Sebagaimana proses pendidikan yang diberikan
Allah SWT. pada saat di alam rahim yakni
dengan menanamkan akidah. Pada saat Allah SWT. akan meniupkan ruh, maka ruh
ditanya “"Bukankah Aku ini
Tuhanmu?" Mereka menjawab: "Benar! (Engkau Tuhan kami), kami menjadi
saksi". (Kami lakukan yang demikian itu) agar di hari kiamat kamu tidak
mengatakan: "Sesungguhnya kami (bani Adam) adalah orang-orang yang lengah
terhadap ini (QS. Al-A’raf: 127).
Sebelum membentuk manusia yang handal dalam
segi ilmu pengetahuan dan teknologi (iptek), maka harus ditanamkan terlebih
dahulu akidah (keimanan) yang kuat. Hanya dengan akidah yang kuatlah yang akan
membuat peserta didik dapat mengarungi hidupnya yang semakin penuh dengan
tantangan dan hambatan serta persaingan yang makin tajam. Sebagai contoh nyata,
iman kepada Allah ditandai dengan sikap peserta didik yang gemar mendekatkan diri kepada-Nya dan
iman kepada kitabullah membuat peserta didik yakin pedoman hidup terbaik adalah
Al-Qur’an. Sedangkan iman kepada
malaikat mengarahkan peserta didik agar selalu waspada dan tidak melanggar
perintah Allah. Sedangkan iman kepada nabi akan menjadikan Nabi Muhammad SAW.

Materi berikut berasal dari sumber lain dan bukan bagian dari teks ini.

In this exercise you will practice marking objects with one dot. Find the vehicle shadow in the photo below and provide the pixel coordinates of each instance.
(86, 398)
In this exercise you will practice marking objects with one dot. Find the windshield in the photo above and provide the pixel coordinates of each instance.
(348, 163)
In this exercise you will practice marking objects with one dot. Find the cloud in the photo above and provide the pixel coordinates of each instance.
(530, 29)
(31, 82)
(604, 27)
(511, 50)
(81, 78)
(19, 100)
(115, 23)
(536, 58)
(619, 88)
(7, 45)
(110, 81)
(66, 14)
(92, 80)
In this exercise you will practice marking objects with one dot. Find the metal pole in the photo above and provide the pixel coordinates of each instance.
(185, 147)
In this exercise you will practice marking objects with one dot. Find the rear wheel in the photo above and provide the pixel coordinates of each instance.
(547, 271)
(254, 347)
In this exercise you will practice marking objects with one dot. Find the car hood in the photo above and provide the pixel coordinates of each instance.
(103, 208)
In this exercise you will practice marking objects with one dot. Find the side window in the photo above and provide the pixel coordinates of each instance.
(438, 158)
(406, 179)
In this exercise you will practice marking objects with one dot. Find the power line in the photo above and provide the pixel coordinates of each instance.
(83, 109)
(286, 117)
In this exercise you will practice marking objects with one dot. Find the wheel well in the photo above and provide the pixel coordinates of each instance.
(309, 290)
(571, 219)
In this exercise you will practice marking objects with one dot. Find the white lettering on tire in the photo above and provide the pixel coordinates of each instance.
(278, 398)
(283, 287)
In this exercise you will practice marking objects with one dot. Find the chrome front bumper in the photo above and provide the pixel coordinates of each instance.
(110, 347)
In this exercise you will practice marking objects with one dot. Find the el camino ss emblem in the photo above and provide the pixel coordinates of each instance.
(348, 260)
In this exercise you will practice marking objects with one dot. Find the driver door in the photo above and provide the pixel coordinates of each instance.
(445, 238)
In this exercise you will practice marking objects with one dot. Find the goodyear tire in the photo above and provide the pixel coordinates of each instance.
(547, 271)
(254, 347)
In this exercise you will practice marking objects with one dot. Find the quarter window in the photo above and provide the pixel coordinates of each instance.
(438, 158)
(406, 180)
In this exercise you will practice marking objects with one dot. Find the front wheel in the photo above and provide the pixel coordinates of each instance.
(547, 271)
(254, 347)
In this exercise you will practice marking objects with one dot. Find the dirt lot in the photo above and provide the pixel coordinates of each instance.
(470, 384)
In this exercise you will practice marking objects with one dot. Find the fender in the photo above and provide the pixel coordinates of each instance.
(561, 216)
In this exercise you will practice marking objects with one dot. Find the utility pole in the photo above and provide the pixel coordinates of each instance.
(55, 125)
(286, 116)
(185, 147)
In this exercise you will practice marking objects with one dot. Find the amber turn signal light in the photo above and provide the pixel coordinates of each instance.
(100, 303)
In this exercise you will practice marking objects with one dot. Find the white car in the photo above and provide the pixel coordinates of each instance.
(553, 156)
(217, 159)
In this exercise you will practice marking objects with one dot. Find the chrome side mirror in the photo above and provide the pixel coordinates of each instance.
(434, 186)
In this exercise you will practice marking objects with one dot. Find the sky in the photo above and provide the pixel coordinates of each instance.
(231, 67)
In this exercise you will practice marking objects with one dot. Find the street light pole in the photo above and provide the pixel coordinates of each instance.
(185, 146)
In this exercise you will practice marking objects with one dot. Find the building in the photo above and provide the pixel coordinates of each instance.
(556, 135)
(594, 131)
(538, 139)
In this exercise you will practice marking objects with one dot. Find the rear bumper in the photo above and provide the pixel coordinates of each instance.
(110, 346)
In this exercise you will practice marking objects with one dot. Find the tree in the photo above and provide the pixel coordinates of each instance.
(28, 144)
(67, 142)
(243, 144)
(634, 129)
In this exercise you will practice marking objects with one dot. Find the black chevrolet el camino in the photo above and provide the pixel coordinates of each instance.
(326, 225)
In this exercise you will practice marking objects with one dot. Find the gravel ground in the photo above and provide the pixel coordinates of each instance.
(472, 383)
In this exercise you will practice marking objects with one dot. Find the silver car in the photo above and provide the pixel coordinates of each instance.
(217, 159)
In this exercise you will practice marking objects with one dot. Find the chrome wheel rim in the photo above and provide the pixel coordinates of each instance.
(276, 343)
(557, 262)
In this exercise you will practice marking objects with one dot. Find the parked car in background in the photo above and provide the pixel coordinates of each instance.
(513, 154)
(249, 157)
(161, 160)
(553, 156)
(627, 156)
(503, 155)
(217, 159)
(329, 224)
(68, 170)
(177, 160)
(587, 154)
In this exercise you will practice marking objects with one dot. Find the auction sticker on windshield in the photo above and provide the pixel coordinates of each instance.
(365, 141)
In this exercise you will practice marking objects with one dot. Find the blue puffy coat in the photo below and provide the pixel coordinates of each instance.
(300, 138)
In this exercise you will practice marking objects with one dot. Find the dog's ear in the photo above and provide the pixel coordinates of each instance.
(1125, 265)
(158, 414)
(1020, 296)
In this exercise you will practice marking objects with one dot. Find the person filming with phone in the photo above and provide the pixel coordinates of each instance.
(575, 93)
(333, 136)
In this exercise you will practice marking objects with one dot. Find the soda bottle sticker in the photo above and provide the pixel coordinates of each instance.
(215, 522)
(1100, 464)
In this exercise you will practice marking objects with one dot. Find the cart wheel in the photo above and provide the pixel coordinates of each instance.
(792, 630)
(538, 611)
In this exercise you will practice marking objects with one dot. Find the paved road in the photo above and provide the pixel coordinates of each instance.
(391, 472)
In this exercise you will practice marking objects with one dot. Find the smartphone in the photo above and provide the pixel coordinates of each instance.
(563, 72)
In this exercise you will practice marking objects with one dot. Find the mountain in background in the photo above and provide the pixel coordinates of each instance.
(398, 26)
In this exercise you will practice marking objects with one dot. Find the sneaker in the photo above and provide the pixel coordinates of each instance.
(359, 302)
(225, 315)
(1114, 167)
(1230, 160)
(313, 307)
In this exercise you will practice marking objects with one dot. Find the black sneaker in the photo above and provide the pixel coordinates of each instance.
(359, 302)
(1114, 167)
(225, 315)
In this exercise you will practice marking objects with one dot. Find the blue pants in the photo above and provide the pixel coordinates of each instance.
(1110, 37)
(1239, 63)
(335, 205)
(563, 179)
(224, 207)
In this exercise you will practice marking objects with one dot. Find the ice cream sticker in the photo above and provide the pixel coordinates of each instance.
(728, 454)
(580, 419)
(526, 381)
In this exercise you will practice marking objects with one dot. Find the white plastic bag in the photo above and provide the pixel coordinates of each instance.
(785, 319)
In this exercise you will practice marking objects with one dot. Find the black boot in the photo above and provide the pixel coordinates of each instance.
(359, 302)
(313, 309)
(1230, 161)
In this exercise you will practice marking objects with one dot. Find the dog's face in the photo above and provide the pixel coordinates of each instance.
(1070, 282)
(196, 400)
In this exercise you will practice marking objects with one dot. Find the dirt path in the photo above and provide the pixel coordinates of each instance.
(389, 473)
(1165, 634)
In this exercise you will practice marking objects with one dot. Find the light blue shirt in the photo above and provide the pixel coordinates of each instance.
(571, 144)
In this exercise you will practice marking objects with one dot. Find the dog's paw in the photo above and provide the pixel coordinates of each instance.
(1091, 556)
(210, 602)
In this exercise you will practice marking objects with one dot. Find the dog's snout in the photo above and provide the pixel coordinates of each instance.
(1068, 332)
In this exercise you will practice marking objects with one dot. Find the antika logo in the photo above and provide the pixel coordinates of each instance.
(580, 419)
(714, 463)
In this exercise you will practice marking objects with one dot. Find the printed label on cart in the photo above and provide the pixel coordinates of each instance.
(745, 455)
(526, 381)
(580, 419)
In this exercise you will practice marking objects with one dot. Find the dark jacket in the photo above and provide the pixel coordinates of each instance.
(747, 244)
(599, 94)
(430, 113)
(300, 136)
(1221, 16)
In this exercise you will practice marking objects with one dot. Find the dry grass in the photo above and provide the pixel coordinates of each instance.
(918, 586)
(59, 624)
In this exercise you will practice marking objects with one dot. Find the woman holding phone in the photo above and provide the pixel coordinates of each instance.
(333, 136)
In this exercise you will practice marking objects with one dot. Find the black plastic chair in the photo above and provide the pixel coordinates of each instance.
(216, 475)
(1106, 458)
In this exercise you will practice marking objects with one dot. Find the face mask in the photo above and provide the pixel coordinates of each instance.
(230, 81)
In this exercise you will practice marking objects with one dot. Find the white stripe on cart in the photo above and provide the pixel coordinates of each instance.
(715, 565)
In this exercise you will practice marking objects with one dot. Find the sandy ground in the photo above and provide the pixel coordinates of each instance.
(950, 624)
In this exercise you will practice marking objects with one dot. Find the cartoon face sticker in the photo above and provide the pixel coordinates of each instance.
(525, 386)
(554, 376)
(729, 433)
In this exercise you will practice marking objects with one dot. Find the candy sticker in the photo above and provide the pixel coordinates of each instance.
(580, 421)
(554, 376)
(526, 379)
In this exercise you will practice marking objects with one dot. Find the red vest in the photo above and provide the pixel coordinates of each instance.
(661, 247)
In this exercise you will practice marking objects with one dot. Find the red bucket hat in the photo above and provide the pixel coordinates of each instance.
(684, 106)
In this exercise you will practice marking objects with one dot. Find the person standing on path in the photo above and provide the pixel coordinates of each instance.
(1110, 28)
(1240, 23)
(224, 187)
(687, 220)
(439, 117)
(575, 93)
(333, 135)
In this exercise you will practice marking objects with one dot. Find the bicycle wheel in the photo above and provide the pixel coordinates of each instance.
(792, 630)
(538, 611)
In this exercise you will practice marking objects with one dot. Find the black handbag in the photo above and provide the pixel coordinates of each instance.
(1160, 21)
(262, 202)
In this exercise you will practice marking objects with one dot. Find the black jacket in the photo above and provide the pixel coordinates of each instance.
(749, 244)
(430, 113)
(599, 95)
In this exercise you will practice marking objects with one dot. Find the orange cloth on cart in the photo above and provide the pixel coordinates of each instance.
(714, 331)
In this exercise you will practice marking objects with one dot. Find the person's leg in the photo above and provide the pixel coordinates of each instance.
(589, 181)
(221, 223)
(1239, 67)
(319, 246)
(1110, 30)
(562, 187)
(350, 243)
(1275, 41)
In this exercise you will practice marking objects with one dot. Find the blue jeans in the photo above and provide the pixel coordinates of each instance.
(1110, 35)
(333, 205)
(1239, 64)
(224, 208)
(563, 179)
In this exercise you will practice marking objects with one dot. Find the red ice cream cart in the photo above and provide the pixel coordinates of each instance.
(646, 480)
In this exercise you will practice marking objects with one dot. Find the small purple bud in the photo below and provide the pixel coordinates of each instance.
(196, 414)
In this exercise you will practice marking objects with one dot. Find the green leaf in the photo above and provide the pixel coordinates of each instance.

sebagai teladan dalam setiap perbuatan, dan iman kepada Qadla dan Qadar
menganjurkan peserta didik untuk sabar dan tawakkal dalam menghadapi tantangan dan
masalahnya. Tentu saja proses pendidikan harus menanamkan keimanan yang bukan
saja dijadikan hapalan melainkan diyakini dan diamalkan dalam kehidupansehari-hari.
Apabila iman yang kokoh dan sudah terbiasa beribadah dalam kehidupan
sehari-hari, maka tujuan pendidikan untuk membentuk peserta didik berbudi
pekerti luhur akan pula tercapai.
Oleh sebab itu diperlukan kerja sama antara
pihak sekolah, orangtua dan masyarakat, sebab dalam dunia pendidikan dikenal
dengan tiga macam kelompok sosial yang berfungsi sebagai lingkungan pendidikan,
yaitu sekolah, keluarga, dan masyarakat, atau sering dsebut dengan istilah
formal, informal dan nonformal. Di antara ketiga macam lingkungan pendidikan
itu keluarga merupakan lingkungan pendidikan yang terpenting, karena keluarga
adalah lingkungan yang pertama kali memeberikan pengalaman pendidikan pada
seorang anak. Di dalam keluarga anak memulai perkembangan jiwanya.
Sebagai kelompok sosial, keluarga adalah kelompok sosial di mana anak
lebih banyak memperoleh kesempatan melakukan interaksi sosial, anak paling
banyak berkesempatan melembagakan norma-norma, baik norma sosial kebudayaan dan
terutama norma agama.
Demikian pentingnya kedudukan keluarga dalam pendidikan,
terutama pendidikan agama,sehingga Nabi mengingatkan dalam haditnya. “Setiap
bayi dilahirkan dalam keadaan fitrah (suci) sampai lidahnya dapat berbicara
dengan jelas, maka kedua orangtuanyalah yang menjadikan anak itu Yahudi,Nasrani
atau Majusi” (HR. Aswad bin Sari’).
Kalau ketiga komponen pendidikan itu dapat
dilakukan dengan kerja sama yang baik, teutama peranan kelurga yang harus lebih
dominan, tantangan dan ganguan apapun, kalau norma agama dan penanaman akhlak
mulia yang telah disiapkan oleh lingkungan keluarganya, maka anak itu tidak
akan mudah tergoyahkan dengan situasi apapun yang mengganggu kepadaanak kita
dan Insya Allah tujuan pendidikan di
atas akan terwujud. Semoga bermanfaat.